Introduction
Large languages (LLM) models have shown substantial improvements in reasoning and precision thanks to the learning of strengthening (RL) and techniques of testing time scale. Despite the outperformance of traditional methods of generation of unit tests, most existing approaches such as the O1 Coder and UTGEN require supervision from the Truth code on the ground. This supervision increases data collection costs and limits the extent of usable training data.
Limits of existing approaches
The generation of conventional unit tests is based on:
- Software analysis methodswhich are based on rules and rigid.
- Neural machines translation techniquesoften lacking in semantic alignment.
Although recent methods based on a prompt and agental improves performance, they always depend strongly on the labeled code for fine adjustment. This dependence restricts adaptability and scalability, in particular in the large -scale deployment scenarios of the real world.
Cure: A self-supervised self-evolutionist approach
Researchers from the University of Chicago, the University of Princeton, the University of Beijing and the Semen of Bytedance HEALAn auto-leveled reinforcement learning framework that jointly trains a code generator and a unit test generator without any Truth code on the ground.
Cure works using an auto-play mechanism in which:
- The LLM generates correct and incorrect code.
- The unit test generator learns to distinguish modes of failure and is refined accordingly.
This bidirectional co-evolution improves both code generation and verification without external supervision.

Architecture and methodology
Basic models and sampling strategy
Healing is built on QWEN2.5-7B and 14B instructions, with QWEN3-4B used for long-term variants (CO). Each stage of training samples:
- 16 Completion of candidate code.
- 16 unit tests derived from tasks.
The sampling is carried out using VLLM with temperature 1.0 and TOP-P 1.0. For long COT models, a transformation of the length of the response penalizes long outings, improving the efficiency of the inference time.
Reward and optimization function
Cure introduces a mathematically based reward formulation on:
- Maximize Award precisionDefined as the probability that the correct score code higher than the incorrect code between the unit tests generated.
- Apply reward adjustments based on the response for long responses to reduce latency.
Optimization takes place via policy gradient methods, jointly updating the coder and unit tester to improve their mutual performance.

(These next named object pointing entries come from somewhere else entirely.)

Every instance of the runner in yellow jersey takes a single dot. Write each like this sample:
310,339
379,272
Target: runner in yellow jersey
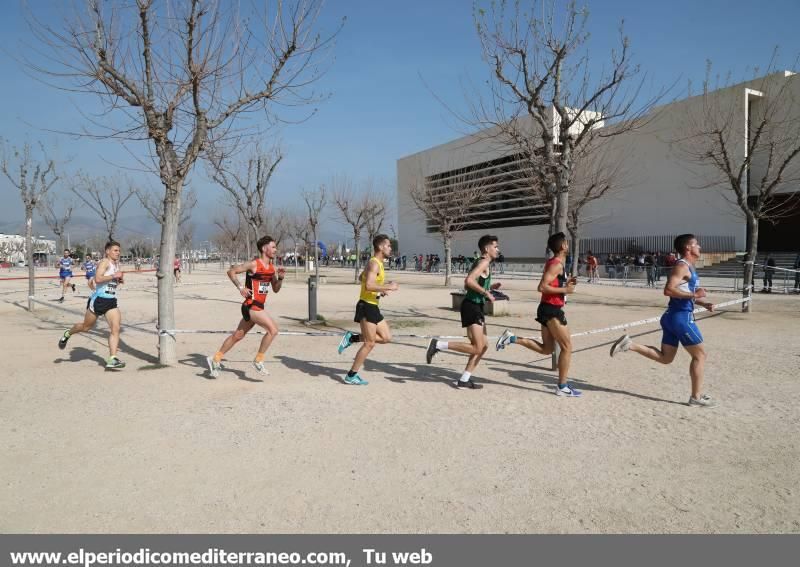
374,328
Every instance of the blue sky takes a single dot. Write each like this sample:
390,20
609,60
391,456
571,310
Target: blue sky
381,108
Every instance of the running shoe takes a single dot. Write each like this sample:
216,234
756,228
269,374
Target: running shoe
622,344
355,380
213,366
704,401
468,384
114,363
432,350
62,342
567,390
345,342
504,340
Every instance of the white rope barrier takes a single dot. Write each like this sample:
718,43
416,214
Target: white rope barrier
623,326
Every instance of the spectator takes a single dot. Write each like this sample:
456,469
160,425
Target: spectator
769,271
591,265
649,266
611,269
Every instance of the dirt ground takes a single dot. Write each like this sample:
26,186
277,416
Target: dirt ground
149,450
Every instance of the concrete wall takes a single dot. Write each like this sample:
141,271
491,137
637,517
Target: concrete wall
664,191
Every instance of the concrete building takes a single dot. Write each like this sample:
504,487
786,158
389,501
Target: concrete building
662,196
12,248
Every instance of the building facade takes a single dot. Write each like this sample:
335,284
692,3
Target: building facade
665,191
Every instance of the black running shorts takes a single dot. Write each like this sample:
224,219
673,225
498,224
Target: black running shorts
368,311
472,313
545,312
101,305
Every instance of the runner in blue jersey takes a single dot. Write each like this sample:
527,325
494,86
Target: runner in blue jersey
90,268
65,273
683,289
103,302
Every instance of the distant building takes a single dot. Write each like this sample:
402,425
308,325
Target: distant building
660,201
12,248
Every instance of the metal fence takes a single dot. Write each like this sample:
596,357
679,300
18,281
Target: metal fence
652,243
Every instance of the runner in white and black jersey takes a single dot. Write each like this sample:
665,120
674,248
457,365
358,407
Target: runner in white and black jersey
103,302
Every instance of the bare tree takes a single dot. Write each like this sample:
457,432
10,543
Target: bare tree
33,179
104,196
744,140
277,225
544,102
57,222
246,185
230,236
185,241
298,230
353,208
600,171
182,74
155,207
447,202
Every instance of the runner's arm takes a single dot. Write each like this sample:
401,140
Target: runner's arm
277,279
679,274
371,274
234,271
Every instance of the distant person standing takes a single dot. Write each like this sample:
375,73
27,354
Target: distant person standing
797,274
65,273
591,266
90,268
176,269
769,271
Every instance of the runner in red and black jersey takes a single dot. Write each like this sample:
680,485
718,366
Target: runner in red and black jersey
261,275
554,286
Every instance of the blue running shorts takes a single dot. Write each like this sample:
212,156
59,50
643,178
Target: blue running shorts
679,327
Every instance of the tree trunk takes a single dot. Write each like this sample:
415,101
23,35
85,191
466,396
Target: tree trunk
749,261
447,256
29,254
562,209
574,247
166,297
357,238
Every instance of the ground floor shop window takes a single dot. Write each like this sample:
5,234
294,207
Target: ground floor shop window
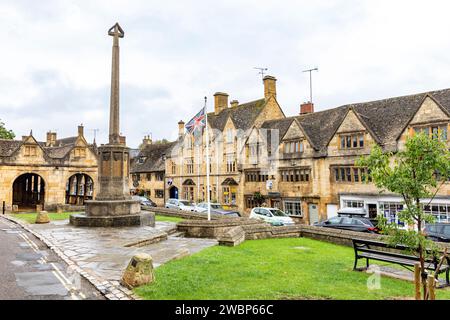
293,208
159,193
441,212
390,210
188,193
353,204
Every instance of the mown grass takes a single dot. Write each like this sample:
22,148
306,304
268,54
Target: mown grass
272,269
167,218
31,217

Reference data sets and evaluation measures
Healing is evaluated on five standard coding data sets:
- Lively
- Mbpp
- Livecodebench
- Codeconstations
- Coded forces
The performance is measured through:
- Precision of unit tests
- Code generation precision at one time
- Precision Better-de-N (good) using 16 code and test samples.

Performance and efficiency gains
THE Coding reason The derived models via healing realize:
- + 37.8% in the precision of unit tests.
- + 5.3% In the precision of code generation at a blow.
- + 9.0% in the precision of good.
In particular, reasonflux-coder-4b abblie 64.8% Reduction of the average length of the response of unit tests – improving the substantial inference speed. In all benchmarks, these models surpass traditional coding coding models (for example, Coder QWEN2.5).
Application to commercial LLMs
When reasonflux-Codeer-4B is twinned with GPT series models::
- GPT-4-MINI Gains + 5.5% good precision.
- GPT-4.1-mini improves by + 1.8%.
- API costs are reduced while performance is improved, indicating a profitable solution for inference pipelines in terms of production.
Use as a reward model for fine label adjustment
Unit test generators trained in healing can be reused as reward models in RL training. The use of unit tests generated from the Coder of Respa Learning -free learning pipelines without label.
Wider applicability and future orientations
Beyond good, the models of Coder reasonflux integrate transparently into agency coding frames like:
- MPSC (multi-personal self-coherence)
- Alphacode
- S*
These systems benefit from the ability of treatment to refine the code and tests in an iterative manner. Cure also increases the accuracy of the generation of more agency units units 25.1%strengthen its versatility.
Conclusion
Cure represents an important increase in self-supervised learning for generation and validation of the code, allowing important language models to jointly evolve their coding and generation of unit tests without depending on the soil verification code. By taking advantage of a co-evolutionary strengthening learning framework, not only heal the basic performance metrics such as the unique precision and the selection of the best of N, but also improves the efficiency of inference by optimizing the length of the response. Its compatibility with existing coding pipelines and its ability to operate as a tagged reward model make it an evolutionary and profitable solution for training and deployment scenarios.
Discover the Paper And GitHub page. All the merit of this research goes to researchers in this project. Also, don't hesitate to follow us Twitter And don't forget to join our 99K + ML Subreddit and subscribe to Our newsletter.
Sajjad Ansari is a last year's first year of the Kharagpur Iit. As a technology enthusiast, he plunges into AI's practical applications by emphasizing the understanding of the impact of AI technologies and their real implications. It aims to articulate complex AI concepts in a clear and accessible way.